We have faced an issue with Keycloak server cache. We noticed that during normal server operation JVM heap size grows constantly day-to-day. We took 2 heap dumps with a several days delay, and after comparing those dumps we found that JVM heap memory is consumed by Java objects of class org.keycloak.models.cache.infinispan.events.UserUpdatedEvent and related Infinispan classes.
As far as I can see, lifetime of these objects is set to 120000 ms, i.e. 2 minutes. But the heap analysis has shown that UserUpdatedEvent objects are not removed for some reason, even after a week.
A few words about our use case. All our users are federated from LDAP storage, and we do not import those users into a local Keycloak database. Additionally, we have some legacy client integration which generates a huge amount of SAML assertions for users, and this may trigger extra LDAP mappers executions.

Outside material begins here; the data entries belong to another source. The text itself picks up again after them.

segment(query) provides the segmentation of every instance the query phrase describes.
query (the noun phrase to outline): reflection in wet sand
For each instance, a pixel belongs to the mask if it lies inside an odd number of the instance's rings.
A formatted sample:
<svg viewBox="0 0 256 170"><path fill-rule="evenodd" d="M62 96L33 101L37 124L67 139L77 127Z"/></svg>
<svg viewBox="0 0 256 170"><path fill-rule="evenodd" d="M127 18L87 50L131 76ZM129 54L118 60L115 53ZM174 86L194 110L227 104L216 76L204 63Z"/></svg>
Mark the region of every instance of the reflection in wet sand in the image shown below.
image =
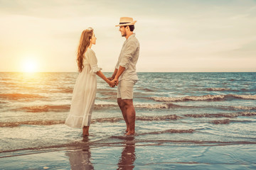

Could you please advice where to look at? Infinispan cache configs are in their default state as set in official Docker image and Helm chart.
A small investigation showed that cluster events with a “USER_INVALIDATION_EVENTS” key are filling up the Infinispan cache.
Currently a Cache Policy option for LDAP user federation is set to MAX_LIFESPAN=60000, i.e. every 1 minute every user entry loaded from the LDAP storage into the cache is invalidated, and invalidation events are sent to every node within the cluster.
The question is: Why doesn’t the reaper remove UserUpdatedEvents automatically? Or it shouldn’t do that, and I’m missing something?
Is there a way to inspect any metrics of this cache (via JMX metrics or something)?
Thanks for the advice! We will definitely try the new version, but this will require additional integration testing on our side. Did I understand correctly, fixed versions are 13.0.0 and newer?